Interestingly, in the UK, human factors research falls outside the governance of the NIHR and health ethic review process, since the purpose of the research is recognised to be different from that of clinical research which is the focus of NIHR. That said, in the past we have had to obtain NIHR ethical approval in order to conduct UK hospital based contextual inquiry studies. In this instance, because the research required carrying out observations within UK hospital sites involving patients and HCPs during actual procedures, ethical approval was an essential requirement for the study.

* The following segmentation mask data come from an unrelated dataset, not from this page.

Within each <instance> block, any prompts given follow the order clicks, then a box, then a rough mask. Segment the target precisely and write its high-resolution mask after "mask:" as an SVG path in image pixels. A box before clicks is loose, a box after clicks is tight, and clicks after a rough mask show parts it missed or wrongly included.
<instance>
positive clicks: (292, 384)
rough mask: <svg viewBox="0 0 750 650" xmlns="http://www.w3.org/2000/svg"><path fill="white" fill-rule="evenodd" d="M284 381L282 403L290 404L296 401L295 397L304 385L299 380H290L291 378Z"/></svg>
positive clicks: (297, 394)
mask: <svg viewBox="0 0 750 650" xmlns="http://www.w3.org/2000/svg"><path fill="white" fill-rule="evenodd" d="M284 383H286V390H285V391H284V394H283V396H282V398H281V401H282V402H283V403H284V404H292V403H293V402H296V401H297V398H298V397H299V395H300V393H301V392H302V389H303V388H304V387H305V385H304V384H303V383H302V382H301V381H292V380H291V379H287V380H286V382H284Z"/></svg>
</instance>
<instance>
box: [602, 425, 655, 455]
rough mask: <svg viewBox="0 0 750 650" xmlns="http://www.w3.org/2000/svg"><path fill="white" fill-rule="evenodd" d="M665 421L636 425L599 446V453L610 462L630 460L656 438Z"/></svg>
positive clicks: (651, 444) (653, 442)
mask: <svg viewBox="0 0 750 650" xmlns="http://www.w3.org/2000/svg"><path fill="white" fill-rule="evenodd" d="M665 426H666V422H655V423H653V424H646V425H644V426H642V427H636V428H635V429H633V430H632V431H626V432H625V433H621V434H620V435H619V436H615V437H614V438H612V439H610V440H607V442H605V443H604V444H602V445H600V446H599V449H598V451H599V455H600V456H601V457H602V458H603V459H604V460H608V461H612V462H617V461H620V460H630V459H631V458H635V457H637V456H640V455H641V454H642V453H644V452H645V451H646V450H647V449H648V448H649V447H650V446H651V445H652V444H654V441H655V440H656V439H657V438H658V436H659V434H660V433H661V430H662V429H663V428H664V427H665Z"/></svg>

On a side note, most students who’ve undertaken a degree at a UK university will have gained some level of exposure to seeking ethical approval. Unfortunately, it’s common to hear candidates during job interviews say: “We weren’t able to speak to that user group because of the ethical review process. I had to speak to a different user group as it was easier.” This experience inadvertently creates a negative perception towards ethical review panels as a barrier to research, as opposed to a facilitator teaching them how to better safeguard human subjects and ensuring best practices are followed. While it is acknowledged that there will be limitations to the scope of research an undergraduate can complete within the available time, we feel universities could do more to help students view ethical review as a proactive step to better research design, rather than unnecessary red-tape.

To circle back to the original question, of whether ethical approval is required for HF studies, there is no short answer. It truly depends. Regardless of the route you take, we believe every HF study should be built upon the following components:

  • The study team and sponsor should place human subject protection at the forefront of their minds when designing a study protocol.
  • A detailed study risk assessment should be documented to identify and control potential risks to both study participants and study staff. The outcome of which should provide a clear indication of whether further ethical review is likely to be necessary.
  • Regardless of whether ethical approval is sought, all HF studies should have a clearly written, well structured, and detailed informed consent form. The ICF should include a description of all potential study risks and the measures being taken to protect participants, so an informed opinion can be made by potential participants prior to the study.
  • If a determination is made that ethical approval is not required, this should be documented alongside a clear justification within the study protocol.
  • If a determination is made that ethical approval is required, we believe it pays dividends to work with an experienced IRB panel (if in the USA) who understand and have experience of reviewing submissions for HF studies.  A sure fire way to slow your submission down is to partner with an IRB who does not understand the difference between HF studies and clinical research.